= Jane Arden (actress) =

English actress and singer

Jane Arden (born 1959) is an English actress and singer known for her performances in Shakespeare roles and musical theatre.

==Life and career==
Born in England, she moved to Hong Kong in 1960, at the age of one, and lived there for 25 years; there she became interested in theatre watching Derek Nimmo's Dinner Theatre. She returned to the UK to train for the theatre at the Theatre Arts School in Sussex. Her first Shakespeare role was Jessica in The Merchant of Venice and then co-founded the British Actors' Theatre Company, a self-directed touring company, playing Bianca in The Taming of the Shrew, Celia in As You Like It. At the Regent's Park Open Air Theatre she played Hermia in A Midsummer Night's Dream and Perdita in The Winter's Tale. She was Hoyden in John Vanbrugh's The Relapse at the Mermaid Theatre. She became an associate director for Actors from the London Stage (AFTLS), a company that tours Shakespeare plays to universities in the US. She played Lady Macbeth, Portia, Celia, Ariel and Juliet for the company. Other Shakespearean roles have been Hermia, Perdita, Maria, Lady Capulet. She has played in theatres throughout the UK in roles which have included several Alan Ayckbourn plays, including Amaretti Angels.

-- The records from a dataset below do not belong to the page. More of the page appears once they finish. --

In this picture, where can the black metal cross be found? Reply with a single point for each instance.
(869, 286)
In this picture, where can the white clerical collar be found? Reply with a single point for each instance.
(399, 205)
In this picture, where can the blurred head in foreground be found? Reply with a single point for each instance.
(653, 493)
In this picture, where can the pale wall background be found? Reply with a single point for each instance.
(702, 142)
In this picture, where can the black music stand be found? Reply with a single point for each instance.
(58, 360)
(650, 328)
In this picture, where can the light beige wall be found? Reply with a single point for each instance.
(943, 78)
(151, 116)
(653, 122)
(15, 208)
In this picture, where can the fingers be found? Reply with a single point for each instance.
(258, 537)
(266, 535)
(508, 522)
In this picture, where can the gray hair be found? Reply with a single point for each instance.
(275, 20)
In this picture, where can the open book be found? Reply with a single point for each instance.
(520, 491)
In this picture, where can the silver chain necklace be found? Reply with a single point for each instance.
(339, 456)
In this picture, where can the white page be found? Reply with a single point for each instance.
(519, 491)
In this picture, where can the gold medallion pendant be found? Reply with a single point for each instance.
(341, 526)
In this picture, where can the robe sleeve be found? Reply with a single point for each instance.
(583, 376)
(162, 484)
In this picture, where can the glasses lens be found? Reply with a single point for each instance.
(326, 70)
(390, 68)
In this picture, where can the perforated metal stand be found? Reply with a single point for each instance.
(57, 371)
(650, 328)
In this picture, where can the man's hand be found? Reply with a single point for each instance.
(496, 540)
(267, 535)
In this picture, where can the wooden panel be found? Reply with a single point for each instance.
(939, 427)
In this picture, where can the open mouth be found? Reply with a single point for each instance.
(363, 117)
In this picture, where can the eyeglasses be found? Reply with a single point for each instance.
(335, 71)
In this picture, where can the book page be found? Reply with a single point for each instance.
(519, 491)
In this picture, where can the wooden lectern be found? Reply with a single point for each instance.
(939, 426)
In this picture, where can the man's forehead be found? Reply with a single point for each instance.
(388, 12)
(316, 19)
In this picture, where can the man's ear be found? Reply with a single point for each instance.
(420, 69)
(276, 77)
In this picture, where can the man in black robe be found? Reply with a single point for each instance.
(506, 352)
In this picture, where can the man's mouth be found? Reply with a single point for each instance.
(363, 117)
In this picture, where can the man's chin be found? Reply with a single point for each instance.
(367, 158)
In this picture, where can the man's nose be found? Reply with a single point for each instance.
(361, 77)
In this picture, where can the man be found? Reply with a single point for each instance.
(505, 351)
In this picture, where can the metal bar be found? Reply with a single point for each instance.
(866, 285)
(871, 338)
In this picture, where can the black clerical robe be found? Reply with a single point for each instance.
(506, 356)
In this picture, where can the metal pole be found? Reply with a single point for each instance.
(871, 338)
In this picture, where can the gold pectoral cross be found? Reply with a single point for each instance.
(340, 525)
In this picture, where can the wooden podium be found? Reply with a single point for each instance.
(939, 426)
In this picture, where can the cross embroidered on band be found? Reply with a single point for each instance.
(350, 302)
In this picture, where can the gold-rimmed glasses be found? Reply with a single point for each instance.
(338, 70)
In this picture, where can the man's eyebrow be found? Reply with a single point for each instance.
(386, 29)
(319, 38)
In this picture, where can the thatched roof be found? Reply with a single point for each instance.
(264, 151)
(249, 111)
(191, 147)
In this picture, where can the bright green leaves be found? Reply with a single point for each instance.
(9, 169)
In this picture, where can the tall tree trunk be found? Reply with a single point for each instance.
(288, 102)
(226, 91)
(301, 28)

Arden's musical credits in West End productions include Susannah in Someone Like You at the Strand Theatre (1990), Tuptim in The King and I at Sadler's Wells Theatre (1991), Mona Lisa in Leonardo the Musical: A Portrait of Love at the Strand Theatre (1993). Other appearances in musicals included Gypsy and George and Ira Gershwin's Lady Be Good.

For the Royal Shakespeare Company Arden played Cecile in Les Liaisons Dangereuses in the West End and on tour, and chorus in Hecuba at the Noël Coward Theatre (2005), where she appeared in the title role on several occasions when Vanessa Redgrave was indisposed. Tours have included Celia-Phebe-Amiens in As You Like It, Miranda-Ariel in The Tempest, Juliet-Benvolio in Romeo and Juliet, Portia-Solanio in The Merchant of Venice, and Lady Macbeth in Macbeth.

Arden's television credits include Lost Empires with Colin Firth and Laurence Olivier and The Strauss Dynasty, a biography of Johann Strauss, with John Gielgud.

In 2009 Arden started her own theatre company, British Actors' Group, touring dinner theatre and bespoke productions.